I've noticed for the last dew days that the one of my female Yellow Labs is acting strange. She's been hiding next to the same Lava rock and will only move to get food. Sometimes it almost looks like she is shaking or having body spasms. It's quite strange. Is this normal behavior or do you think she is sick or breeding? We've had her for about a month now and she is about an inch and half long. Please give me your input... Thank you!

:fish:


----------



## DJRansome (Oct 29, 2005)

Are you sure she is not a male? The spasms are spawning (or aggression) behavior. Or possibly she is a holding female being aggressive to anyone coming too close?


----------



## alisonFLgirl (Oct 9, 2011)

Hmmm.... Maybe she is a he. Haha I never thought of that. The local fish store told me that generally the Males are the ones with the black stripe on the top fin.
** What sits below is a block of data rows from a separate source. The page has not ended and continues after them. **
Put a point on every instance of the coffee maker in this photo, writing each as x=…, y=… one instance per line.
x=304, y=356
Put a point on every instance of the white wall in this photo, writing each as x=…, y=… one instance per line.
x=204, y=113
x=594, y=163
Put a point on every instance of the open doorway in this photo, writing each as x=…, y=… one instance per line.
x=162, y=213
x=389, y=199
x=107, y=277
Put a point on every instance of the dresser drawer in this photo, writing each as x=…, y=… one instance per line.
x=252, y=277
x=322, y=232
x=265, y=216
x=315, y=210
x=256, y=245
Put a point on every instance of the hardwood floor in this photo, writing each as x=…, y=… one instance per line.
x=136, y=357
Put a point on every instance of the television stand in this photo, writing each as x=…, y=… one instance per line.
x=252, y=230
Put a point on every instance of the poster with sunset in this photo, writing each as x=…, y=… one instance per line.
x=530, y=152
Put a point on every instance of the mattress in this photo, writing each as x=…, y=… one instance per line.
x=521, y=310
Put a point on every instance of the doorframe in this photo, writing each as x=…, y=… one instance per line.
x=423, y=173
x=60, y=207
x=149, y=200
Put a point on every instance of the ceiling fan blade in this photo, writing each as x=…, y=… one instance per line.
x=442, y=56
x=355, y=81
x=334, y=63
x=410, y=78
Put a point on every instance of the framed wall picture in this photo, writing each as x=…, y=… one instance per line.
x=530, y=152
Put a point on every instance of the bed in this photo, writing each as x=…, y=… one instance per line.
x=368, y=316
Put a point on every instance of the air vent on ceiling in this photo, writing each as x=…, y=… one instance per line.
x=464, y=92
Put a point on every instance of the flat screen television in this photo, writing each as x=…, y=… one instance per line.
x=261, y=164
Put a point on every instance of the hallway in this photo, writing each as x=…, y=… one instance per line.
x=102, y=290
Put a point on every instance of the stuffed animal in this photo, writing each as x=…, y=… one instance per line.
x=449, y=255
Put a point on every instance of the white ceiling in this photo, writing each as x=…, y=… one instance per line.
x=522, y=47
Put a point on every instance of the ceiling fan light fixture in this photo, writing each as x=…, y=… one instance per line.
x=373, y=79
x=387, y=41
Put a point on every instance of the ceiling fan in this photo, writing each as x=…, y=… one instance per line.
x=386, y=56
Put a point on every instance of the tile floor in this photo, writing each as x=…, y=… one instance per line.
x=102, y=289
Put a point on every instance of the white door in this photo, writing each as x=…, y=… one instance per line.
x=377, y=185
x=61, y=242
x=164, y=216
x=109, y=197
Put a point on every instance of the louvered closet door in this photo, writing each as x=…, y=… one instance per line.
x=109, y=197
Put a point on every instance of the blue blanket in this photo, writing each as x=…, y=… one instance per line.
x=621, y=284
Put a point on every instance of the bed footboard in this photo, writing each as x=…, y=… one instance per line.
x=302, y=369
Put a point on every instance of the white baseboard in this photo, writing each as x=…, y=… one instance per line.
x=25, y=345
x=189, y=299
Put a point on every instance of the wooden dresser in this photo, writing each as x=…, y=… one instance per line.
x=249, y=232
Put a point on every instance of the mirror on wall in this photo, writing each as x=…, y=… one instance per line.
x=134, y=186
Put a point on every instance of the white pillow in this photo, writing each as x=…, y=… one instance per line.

He/she is acting very aggressive towards any fish who comes near the rock he/she is hiding by.


----------



## DJRansome (Oct 29, 2005)

Males and females have black on all their top and bottom fins, especially the dorsal.


----------



## alisonFLgirl (Oct 9, 2011)

Well then the next thing I can think to do is possibly take a video and post it later to see your opinion  Thank you for all your help!


----------



## RifterFish (Feb 5, 2012)

I've had a yellow lab that hid like that. So many times I would think it was dead, but it would move a little when feeding time came. But not enough to come out with the other fish. Every now and then he would go berserk and run up and down the side of the glass over and over. This was when I very first started out and it was the only yellow lab in the tank of many aggressive cichlids. I setup up a new tank for more peaceful cichlids and he never hid again. He was so happy and unafraid, swimming the tank and eating at the top with the others at feeding time. You may want to consider what other fish you have versus the temperament of your yellow lab. Simply getting more labs won't really fix the problem. They will all just hide until the aggression is balanced.


----------



## Asami (Aug 9, 2011)

Sounds like it is trying to lure a female to his "spot" to get busy. Has it started making a nest by moving sand over gravel around?


----------